Vaginal atrophy (VA) is a prevalent disorder in postmenopausal women that is characterized by decreased epithelial thickness, reduced vaginal maturation index (VMI) and increased vaginal pH. Current medical therapy consists of local or systemic replacement of estrogens.


The goal of this study was to understand, at a molecular level, the effect of estradiol (E2) on the vaginal epithelium.

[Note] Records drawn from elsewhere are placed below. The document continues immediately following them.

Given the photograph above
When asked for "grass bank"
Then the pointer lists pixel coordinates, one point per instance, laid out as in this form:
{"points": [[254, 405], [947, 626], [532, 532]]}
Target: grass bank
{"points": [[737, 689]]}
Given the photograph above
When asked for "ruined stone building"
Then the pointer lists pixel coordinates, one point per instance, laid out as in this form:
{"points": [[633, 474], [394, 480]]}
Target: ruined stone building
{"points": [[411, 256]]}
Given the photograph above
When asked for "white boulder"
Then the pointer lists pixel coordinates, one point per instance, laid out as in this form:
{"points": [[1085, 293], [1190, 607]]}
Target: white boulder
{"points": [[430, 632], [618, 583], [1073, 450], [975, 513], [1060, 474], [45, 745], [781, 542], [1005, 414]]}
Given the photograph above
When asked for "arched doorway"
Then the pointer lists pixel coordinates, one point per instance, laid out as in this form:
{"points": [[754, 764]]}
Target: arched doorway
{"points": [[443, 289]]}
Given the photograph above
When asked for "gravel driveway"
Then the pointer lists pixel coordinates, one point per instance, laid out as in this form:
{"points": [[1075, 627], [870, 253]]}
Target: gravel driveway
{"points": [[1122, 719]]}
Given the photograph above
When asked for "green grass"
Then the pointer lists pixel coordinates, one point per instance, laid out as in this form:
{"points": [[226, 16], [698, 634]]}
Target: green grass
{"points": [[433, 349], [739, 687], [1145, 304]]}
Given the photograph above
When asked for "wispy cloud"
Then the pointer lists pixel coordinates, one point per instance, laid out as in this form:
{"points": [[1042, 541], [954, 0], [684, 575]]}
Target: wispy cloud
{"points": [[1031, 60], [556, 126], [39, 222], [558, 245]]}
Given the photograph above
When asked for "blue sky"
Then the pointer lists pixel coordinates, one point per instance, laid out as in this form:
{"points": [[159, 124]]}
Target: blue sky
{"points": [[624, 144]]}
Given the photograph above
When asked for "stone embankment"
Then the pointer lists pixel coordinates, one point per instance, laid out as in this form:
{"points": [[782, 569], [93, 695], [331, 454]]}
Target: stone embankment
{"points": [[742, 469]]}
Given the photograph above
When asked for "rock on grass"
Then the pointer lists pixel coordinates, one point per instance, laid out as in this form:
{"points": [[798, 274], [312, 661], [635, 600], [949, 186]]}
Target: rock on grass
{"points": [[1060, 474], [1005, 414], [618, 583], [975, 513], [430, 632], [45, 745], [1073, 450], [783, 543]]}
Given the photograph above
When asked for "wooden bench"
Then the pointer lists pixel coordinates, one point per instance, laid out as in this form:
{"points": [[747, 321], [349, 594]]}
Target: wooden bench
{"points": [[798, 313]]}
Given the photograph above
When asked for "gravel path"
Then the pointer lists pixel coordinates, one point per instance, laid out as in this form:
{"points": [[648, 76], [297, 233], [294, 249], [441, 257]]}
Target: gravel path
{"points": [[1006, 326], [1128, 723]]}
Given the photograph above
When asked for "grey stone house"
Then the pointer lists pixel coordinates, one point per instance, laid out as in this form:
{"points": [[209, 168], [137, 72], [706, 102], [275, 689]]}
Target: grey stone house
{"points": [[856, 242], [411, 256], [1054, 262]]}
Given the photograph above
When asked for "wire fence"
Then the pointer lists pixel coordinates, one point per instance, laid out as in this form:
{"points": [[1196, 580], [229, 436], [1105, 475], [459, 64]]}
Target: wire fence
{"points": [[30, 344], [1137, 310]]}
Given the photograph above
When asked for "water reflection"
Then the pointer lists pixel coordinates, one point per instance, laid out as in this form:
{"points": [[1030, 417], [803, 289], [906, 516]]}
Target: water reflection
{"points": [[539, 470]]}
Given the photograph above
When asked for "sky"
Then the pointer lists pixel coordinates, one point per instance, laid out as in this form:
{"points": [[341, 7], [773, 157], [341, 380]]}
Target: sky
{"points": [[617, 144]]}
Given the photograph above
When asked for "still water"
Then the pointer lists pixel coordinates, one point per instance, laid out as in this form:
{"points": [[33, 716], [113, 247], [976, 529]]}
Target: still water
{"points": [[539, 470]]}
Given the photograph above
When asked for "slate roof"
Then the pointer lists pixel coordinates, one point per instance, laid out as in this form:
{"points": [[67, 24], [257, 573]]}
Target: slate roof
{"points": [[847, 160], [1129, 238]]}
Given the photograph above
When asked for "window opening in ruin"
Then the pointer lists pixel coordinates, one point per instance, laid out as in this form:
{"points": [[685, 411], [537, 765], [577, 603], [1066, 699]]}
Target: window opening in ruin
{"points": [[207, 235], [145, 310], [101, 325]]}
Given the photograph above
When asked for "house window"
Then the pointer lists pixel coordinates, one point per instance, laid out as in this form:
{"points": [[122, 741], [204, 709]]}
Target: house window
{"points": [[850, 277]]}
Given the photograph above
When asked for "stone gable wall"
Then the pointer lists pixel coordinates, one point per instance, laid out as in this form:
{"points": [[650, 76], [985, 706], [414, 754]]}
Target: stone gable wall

Nineteen women were treated with E2 delivered through a skin patch at a dose of 0.05mg/day for 12 weeks. The diagnosis of VA was confirmed by a VMI with < or =5% superficial cells and vaginal pH>5.0. Vaginal biopsy samples were collected at baseline and after treatment. Differentially expressed mRNA transcripts in these biopsies were determined by microarray analysis.


All 19 subjects had increased VMI (>5%) and/or reduced pH (< or =5) following treatment. Most subjects also had increased serum E2 levels and reduced serum FSH levels. Transcriptional profiling of vaginal biopsies identified over 3000 E2-regulated genes, including those involved in several key pathways known to regulate cell growth and proliferation, barrier function and pathogen defense.


E2 controls a plethora of cellular pathways that are concordant with its profound effect on vaginal physiology. The data presented here are a useful step toward understanding the role of E2 in vaginal tissue and the development of novel therapeutics for the treatment of VA.